Multi-view shape estimation of transparent containers
This addresses a domain-specific problem for robotics or computer vision applications involving transparent objects, but it is incremental as it builds on existing assumptions and methods.
The paper tackles the problem of 3D localization and dimension estimation of transparent containers under varying lighting conditions by proposing a method using two RGB cameras, circular symmetry, and iterative shape fitting, achieving higher localization success and accuracy than a deep-learning approach using depth maps.

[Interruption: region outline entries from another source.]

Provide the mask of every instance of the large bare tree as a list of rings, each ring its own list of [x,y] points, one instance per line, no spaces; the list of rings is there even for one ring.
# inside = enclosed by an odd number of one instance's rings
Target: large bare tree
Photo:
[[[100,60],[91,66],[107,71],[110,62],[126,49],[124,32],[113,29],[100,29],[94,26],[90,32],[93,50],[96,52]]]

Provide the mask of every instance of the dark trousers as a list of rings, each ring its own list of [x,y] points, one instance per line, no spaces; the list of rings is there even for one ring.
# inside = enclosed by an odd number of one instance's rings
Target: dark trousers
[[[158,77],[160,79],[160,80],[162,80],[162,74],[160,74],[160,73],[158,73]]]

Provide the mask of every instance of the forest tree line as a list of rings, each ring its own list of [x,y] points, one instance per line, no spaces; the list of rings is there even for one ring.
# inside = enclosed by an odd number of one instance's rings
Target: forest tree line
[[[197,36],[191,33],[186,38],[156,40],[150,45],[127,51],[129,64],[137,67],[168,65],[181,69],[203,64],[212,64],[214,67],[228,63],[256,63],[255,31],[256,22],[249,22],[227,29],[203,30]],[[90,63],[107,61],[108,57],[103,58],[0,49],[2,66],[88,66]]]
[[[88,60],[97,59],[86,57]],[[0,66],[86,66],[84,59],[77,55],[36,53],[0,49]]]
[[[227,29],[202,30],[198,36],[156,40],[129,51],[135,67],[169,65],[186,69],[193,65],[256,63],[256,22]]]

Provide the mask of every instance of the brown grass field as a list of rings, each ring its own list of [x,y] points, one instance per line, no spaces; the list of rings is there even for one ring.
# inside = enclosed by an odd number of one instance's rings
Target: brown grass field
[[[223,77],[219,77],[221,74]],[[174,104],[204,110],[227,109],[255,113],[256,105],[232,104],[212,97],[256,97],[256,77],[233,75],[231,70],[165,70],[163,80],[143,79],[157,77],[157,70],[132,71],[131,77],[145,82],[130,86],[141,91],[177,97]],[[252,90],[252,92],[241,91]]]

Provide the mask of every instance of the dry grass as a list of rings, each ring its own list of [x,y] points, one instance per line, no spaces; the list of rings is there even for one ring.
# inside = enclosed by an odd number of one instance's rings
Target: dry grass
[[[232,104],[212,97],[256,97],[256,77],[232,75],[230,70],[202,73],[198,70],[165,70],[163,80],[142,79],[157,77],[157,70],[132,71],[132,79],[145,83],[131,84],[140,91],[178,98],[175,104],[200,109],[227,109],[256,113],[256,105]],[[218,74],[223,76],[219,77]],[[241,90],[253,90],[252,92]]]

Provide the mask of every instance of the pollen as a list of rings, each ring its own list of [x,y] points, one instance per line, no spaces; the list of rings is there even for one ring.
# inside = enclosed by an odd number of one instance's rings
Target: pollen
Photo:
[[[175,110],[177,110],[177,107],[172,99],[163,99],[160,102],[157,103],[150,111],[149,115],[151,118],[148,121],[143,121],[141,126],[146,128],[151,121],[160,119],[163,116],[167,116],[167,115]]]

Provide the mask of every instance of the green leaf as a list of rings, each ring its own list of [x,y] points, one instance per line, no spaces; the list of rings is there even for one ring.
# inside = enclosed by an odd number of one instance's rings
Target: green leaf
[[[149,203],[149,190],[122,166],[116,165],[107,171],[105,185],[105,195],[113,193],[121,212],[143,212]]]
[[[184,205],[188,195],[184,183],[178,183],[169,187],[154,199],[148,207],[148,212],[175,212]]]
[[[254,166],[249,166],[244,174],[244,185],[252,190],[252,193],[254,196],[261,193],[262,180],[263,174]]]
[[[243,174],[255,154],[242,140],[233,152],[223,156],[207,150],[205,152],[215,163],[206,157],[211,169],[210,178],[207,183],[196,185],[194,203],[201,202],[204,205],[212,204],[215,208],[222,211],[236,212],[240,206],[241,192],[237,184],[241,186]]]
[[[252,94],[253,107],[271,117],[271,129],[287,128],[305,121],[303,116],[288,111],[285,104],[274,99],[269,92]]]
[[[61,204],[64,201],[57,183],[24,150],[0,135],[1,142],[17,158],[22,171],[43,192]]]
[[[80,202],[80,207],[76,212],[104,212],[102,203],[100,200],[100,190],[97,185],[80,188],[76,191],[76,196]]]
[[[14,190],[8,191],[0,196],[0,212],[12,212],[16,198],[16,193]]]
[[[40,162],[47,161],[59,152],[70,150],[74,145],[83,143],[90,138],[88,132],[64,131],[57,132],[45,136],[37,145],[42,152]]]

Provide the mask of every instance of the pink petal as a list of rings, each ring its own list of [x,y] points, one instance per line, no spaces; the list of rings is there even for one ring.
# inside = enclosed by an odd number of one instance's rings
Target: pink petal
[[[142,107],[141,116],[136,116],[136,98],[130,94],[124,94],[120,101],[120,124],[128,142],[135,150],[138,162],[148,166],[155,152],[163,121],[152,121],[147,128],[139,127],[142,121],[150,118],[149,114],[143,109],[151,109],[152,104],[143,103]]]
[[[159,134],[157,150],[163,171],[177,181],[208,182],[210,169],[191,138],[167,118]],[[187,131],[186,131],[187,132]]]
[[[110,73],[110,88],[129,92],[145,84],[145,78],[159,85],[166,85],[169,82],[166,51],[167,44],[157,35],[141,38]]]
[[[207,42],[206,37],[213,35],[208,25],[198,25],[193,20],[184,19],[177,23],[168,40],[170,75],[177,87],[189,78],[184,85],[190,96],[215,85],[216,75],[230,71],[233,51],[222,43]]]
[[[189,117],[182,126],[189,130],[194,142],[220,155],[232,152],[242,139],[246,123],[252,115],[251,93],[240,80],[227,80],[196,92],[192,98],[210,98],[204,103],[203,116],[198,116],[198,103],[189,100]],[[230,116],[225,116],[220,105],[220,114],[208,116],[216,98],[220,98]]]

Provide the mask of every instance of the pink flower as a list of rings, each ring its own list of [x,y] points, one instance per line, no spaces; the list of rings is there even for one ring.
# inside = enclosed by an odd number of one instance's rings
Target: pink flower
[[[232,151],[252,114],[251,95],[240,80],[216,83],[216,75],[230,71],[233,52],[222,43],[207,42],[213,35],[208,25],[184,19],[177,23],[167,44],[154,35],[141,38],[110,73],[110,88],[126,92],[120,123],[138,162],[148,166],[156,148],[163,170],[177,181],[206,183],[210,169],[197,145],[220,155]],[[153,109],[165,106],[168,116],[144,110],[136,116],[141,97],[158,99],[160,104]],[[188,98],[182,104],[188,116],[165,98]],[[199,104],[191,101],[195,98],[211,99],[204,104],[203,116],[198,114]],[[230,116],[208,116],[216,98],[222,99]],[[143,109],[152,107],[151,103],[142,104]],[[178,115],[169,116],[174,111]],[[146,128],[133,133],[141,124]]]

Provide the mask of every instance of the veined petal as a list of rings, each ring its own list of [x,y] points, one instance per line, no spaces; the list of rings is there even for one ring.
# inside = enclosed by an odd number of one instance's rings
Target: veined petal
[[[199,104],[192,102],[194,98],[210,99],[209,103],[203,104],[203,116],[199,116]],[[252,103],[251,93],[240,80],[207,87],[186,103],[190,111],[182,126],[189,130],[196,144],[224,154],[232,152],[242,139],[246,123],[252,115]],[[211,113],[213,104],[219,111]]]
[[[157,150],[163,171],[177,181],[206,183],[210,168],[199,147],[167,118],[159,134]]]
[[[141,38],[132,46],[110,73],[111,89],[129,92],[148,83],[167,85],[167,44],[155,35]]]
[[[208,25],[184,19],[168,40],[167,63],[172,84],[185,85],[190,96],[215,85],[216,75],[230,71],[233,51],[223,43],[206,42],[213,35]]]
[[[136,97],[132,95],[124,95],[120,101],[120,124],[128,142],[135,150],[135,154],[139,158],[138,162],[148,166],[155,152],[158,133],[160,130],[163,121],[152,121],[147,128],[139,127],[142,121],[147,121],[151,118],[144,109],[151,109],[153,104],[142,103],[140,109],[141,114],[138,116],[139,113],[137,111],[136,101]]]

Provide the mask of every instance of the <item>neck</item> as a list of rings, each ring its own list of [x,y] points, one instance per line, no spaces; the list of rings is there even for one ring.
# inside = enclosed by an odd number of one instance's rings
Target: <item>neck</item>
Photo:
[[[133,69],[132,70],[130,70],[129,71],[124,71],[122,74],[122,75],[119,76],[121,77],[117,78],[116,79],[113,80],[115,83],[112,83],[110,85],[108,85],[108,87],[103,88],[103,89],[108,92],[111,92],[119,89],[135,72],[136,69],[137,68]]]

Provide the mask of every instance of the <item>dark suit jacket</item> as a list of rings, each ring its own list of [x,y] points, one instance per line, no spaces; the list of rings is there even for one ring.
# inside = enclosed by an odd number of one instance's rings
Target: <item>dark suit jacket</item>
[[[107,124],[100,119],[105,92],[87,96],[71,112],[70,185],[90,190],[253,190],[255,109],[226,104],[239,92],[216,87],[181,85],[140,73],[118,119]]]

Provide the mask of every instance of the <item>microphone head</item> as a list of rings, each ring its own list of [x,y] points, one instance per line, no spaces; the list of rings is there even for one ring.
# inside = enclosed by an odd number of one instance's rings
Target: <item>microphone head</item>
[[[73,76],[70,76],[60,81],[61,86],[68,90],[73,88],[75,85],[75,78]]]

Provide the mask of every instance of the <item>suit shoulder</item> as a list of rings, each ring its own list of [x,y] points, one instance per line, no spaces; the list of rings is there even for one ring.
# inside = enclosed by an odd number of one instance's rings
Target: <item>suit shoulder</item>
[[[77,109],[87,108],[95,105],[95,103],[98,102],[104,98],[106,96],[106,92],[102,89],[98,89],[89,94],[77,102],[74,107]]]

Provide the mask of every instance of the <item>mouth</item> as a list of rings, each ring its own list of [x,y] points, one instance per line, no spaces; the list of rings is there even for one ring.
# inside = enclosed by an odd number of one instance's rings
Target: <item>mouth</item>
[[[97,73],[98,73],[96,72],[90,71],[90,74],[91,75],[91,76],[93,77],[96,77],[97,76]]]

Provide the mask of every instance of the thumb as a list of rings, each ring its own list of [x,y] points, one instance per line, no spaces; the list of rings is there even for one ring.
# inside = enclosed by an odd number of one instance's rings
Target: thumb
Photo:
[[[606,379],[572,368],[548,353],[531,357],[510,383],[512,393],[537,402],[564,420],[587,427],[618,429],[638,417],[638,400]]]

The 3D localisation of an object and the estimation of its properties, such as shape and dimensions, are challenging under varying degrees of transparency and lighting conditions. In this paper, we propose a method for jointly localising container-like objects and estimating their dimensions using two wide-baseline, calibrated RGB cameras. Under the assumption of circular symmetry along the vertical axis, we estimate the dimensions of an object with a generative 3D sampling model of sparse circumferences, iterative shape fitting and image re-projection to verify the sampling hypotheses in each camera using semantic segmentation masks. We evaluate the proposed method on a novel dataset of objects with different degrees of transparency and captured under different backgrounds and illumination conditions. Our method, which is based on RGB images only, outperforms in terms of localisation success and dimension estimation accuracy a deep-learning based approach that uses depth maps.